In the 1950s, Solomon Asch ran a simple experiment.
Put 10 people in a room.
9 are actors. 1 is the real participant.
A bell rings. The 9 actors stand up.
The participant hesitates… then stands too.
Not because it’s right.
But because everyone else is doing it.
Over time, even when the behaviour is obviously wrong, people conform.
Not out of ignorance, but out of pressure.
Psychologists call this normative conformity.
Fast forward to today, and you can see the same pattern in how organisations approach AI.
“We need an AI Strategy”
“Our comeptitors are investing”
“The market expects it”
So we stand up when the bell rings.
Even when we’re not entirely sure why.
The risk isn’t adopting AI.
The risk is adopting it because everyone else is.
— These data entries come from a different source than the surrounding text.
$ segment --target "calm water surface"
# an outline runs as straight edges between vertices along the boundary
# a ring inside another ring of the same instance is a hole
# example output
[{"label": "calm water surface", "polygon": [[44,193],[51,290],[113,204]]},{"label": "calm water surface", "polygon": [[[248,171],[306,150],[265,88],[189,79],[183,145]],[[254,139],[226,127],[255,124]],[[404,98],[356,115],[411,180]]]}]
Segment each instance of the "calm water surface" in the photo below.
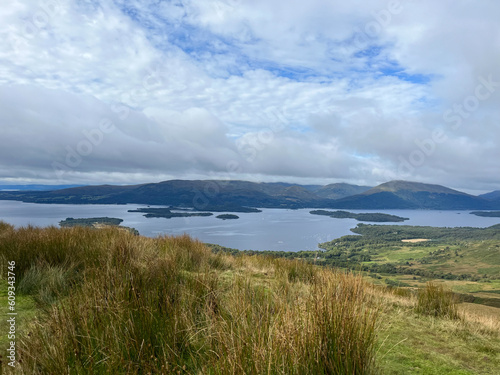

That’s how you end up with:
⭕Expensive tools solving no real problem
⭕“Innovation” that adds complexity, not value
⭕Teams forced to use systems that don’t actually help them
A better approach?
Don’t start with AI.
Start with friction.
⭕Where are your people struggling?
⭕Which workflows are slow, repetitive, or error-prone?
⭕What’s quietly costing you time, money, or morale?
Then apply AI there.
Not as transformation theatre, but as targeted automation.
The companies that win won’t be the ones who stood up fastest.
They’ll be the ones who knew when not to.